Morgan Centre seminar on intergenerational support and housing in Poland
|Starts:||15:00 20 Nov 2018|
|Ends:||16:30 20 Nov 2018|
|What is it:||Seminar|
|Organiser:||School of Social Sciences|
|Who is it for:||University staff|
Mateusz Halawa, Marta Olco?-Kubicka
To help the daughter in her mortgage: Practices of intergenerational support among Warsaw’s young homebuyers
In Radom, a city 60 miles from Warsaw and a major source of its young labor force, a concerned mother describes the metropolitan life of her daughter and son-in-law. They own an apartment, but “the bank lives with them.” She means by that the historically novel practice of domesticating mortgages, which over the last decades have emerged as devices transforming the housing pathways of the first postsocialist generations and mediating their life course transitions. Part of a larger research on practices of householding among young middle-class Varsovians, this paper explores the lived experiences of homeownership—already realized or still imagined—through the lenses of generational divides, housing classes, trajectories of migration, and the tectonic restructuring of housing regime since the fall of socialism. Based on ethnographic research in 28 young family households in Warsaw and on interviews with 16 parents supporting their adult children’s pursuit of homeownership, the paper shows how the incapability of young couples to manage on their own the mortgage on their first apartment embeds the process of financialization not merely in one, but in several kin-related households, most often parental and grandparental. Our analysis focuses on moral discourses justifying and regulating the flow of family wealth into the mortgage household, on the continued presence of parents in the householding practices in the mortgaged apartments of their semi-autonomous adult children, and on the emergent intergenerational middle-class economic imaginary, which increasingly center on acquiring housing assets as a source of wealth, welfare, and social advancement.
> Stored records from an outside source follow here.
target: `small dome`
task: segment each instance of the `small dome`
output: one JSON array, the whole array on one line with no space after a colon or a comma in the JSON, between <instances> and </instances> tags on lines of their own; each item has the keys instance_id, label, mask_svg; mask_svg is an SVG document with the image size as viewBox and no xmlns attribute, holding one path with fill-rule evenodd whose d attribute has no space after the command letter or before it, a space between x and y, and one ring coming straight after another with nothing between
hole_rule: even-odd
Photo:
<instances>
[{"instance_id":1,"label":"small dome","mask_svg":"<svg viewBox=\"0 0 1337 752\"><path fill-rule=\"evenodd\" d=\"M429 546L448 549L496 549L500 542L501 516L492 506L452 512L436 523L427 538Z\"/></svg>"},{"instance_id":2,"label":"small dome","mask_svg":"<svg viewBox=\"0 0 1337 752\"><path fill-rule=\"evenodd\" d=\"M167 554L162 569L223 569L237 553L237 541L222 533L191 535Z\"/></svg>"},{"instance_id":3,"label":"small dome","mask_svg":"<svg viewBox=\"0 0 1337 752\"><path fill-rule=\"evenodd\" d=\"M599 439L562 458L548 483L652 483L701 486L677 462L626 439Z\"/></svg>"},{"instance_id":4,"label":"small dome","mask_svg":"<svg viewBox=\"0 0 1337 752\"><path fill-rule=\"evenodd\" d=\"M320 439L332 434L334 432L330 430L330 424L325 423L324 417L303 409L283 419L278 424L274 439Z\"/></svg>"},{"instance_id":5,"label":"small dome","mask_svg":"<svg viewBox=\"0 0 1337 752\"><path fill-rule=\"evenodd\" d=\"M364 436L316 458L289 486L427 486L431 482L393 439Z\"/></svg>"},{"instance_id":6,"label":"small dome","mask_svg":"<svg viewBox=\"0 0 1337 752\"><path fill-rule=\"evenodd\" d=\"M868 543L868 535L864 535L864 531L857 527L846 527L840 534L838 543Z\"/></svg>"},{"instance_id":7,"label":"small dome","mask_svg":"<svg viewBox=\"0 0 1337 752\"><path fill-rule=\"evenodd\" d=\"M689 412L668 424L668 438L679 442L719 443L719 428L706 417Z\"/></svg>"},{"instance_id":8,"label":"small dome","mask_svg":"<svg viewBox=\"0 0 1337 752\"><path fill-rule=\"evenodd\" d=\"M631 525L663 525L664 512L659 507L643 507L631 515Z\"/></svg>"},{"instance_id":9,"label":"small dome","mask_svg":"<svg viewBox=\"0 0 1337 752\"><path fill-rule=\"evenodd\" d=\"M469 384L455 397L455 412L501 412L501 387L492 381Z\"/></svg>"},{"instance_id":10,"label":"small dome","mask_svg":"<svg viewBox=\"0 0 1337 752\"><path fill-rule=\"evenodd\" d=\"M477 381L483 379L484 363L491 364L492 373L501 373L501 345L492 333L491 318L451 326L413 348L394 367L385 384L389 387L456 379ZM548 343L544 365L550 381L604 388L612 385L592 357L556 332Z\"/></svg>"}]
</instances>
Mateusz Halawa is a PhD Candidate in the Department of Anthropology at The New School for Social Research in New York and a researcher at the Institute of Philosophy and Sociology of the Polish Academy of Sciences. His work focuses on the cultural analyses of economic life. He is currently writing on the rise of mortgage credit in Poland, looking at the relationship between social transformations and finance.
Marta Olcon?-Kubicka is Assistant Professor at the Institute of Philosophy and Sociology of the Polish Academy of Sciences and a researcher at the Max Planck Partner Group for the Sociology of Economic Life. Her work focuses on the culturally oriented sociology of money and the ethnography of money practices in households. She is currently working on a monograph on household financial arrangements among young middle-class couples in Warsaw.